# Dillon Lake Catfish Tournament 10-12-13



## catman1991 (Feb 20, 2012)

All Ohio Katmasters will host the last tournament of the year at Dillon state park. This wil be a day event 8am-4pm, sign in will start at 7am at the ramp on state route 146. Entry is $40 per 1-2 man team, with optional $5 big fish, and optional $5 flathead. 

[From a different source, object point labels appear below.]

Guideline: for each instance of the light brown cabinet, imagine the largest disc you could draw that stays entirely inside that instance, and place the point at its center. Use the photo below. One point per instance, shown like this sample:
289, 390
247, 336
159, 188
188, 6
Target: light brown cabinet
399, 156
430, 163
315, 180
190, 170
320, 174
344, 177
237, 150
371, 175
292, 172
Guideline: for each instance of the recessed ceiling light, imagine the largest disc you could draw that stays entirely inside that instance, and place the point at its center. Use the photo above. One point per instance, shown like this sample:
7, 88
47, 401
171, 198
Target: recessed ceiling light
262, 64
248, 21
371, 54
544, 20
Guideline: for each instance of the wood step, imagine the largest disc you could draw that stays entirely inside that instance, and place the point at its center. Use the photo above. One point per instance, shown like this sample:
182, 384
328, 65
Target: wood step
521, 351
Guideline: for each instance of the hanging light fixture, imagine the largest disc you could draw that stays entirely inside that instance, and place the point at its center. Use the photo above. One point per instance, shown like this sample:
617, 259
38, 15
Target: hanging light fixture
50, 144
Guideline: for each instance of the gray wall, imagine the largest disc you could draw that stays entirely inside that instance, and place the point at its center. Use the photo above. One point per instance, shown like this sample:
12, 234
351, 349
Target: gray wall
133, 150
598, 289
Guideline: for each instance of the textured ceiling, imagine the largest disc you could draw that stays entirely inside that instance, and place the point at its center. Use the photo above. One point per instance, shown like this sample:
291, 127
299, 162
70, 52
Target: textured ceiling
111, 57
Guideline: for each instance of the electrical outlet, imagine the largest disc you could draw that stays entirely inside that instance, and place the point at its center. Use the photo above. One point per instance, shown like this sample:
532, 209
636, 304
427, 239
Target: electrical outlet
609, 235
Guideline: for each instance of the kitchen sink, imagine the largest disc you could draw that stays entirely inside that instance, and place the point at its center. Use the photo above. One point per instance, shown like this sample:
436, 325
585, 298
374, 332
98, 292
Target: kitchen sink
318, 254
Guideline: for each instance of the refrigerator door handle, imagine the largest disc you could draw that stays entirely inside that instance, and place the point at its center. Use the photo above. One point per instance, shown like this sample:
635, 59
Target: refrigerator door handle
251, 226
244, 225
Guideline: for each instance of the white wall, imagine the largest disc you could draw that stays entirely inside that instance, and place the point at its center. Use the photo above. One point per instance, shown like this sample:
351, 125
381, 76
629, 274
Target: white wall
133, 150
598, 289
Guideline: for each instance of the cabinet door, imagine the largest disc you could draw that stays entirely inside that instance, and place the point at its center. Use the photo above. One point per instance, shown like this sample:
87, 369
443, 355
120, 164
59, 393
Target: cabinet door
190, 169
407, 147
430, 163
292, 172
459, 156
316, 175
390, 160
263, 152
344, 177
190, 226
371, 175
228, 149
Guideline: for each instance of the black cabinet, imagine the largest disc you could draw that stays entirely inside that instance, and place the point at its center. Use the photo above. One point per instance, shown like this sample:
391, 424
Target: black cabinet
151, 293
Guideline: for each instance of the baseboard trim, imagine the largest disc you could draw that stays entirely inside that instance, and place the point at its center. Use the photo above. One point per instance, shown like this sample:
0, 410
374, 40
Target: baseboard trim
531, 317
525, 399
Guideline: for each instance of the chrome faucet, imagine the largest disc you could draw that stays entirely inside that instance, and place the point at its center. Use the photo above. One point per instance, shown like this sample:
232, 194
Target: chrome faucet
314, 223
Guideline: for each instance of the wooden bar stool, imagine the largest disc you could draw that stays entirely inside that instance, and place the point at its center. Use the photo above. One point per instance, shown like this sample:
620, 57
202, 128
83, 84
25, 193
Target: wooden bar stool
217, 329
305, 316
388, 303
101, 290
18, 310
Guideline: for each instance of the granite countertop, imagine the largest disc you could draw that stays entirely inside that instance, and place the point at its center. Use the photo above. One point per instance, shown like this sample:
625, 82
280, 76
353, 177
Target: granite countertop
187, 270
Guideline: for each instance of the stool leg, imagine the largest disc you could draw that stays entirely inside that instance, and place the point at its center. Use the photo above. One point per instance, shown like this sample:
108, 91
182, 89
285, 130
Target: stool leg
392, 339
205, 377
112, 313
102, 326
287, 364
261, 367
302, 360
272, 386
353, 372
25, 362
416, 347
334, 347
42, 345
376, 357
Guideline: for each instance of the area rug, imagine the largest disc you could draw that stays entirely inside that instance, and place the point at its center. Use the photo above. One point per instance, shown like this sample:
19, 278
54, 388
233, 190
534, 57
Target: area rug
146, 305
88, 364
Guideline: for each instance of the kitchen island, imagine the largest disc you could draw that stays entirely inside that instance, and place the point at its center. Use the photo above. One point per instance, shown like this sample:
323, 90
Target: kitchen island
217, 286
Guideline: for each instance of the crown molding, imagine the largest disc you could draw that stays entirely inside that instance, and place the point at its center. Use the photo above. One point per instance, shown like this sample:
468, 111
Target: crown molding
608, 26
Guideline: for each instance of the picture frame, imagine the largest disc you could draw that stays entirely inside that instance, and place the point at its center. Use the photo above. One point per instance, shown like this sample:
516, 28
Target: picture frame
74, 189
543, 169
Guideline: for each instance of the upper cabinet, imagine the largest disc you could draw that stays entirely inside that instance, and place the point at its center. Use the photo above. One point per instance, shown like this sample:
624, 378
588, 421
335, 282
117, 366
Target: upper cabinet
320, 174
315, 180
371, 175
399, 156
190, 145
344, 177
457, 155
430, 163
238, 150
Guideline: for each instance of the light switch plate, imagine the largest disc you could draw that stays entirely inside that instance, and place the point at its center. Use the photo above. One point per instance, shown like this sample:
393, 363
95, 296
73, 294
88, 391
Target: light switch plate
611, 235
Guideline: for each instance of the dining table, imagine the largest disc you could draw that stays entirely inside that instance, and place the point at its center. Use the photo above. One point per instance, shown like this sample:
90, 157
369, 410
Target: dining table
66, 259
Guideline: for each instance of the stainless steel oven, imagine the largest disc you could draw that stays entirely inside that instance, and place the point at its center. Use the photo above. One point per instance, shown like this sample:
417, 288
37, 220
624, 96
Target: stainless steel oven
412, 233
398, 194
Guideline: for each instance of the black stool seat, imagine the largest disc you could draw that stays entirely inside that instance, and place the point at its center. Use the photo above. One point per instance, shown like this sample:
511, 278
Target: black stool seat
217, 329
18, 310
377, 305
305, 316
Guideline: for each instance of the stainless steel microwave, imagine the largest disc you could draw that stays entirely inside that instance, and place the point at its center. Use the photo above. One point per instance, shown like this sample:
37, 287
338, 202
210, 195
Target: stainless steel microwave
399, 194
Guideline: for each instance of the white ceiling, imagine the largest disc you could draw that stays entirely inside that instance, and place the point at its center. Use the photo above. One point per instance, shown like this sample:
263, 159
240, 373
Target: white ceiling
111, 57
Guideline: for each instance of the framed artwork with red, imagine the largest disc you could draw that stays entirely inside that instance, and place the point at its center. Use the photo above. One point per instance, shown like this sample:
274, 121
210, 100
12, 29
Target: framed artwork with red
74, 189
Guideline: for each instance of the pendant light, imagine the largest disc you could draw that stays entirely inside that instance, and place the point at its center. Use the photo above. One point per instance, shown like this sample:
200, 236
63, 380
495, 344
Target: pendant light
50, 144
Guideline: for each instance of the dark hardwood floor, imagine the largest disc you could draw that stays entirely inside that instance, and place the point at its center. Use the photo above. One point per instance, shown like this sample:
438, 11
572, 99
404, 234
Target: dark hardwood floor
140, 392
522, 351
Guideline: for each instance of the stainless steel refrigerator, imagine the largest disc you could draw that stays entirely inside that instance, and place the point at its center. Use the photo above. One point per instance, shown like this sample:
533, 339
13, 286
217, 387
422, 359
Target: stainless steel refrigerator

https://www.facebook.com/AllOhioKatmasters?ref=hl

http://allohiokatmasters.webs.com/


----------



## Salmonid (Apr 14, 2004)

Was planning on hitting this one but have since registered for the "Monsters on the Ohio" tourney so Ill be eager to hear how it goes for you guys! Good luck!

Salmonid


----------



## catman1991 (Feb 20, 2012)

Date has been changed to saturday october 5th 8AM-6PM


----------



## Curtis937 (Sep 17, 2010)

That sucks for me I gotta work that weekend I went over to dillon yesterday the cats are biting good too...good luck all 


Posted using Outdoor Hub Campfire


----------



## Salmonid (Apr 14, 2004)

Double bummer, I got to work that day also.. Good luck gang!

Salmonid


----------



## catman1991 (Feb 20, 2012)

if anyone is planning on coming please let me know so I can get an estimate on turnouts


----------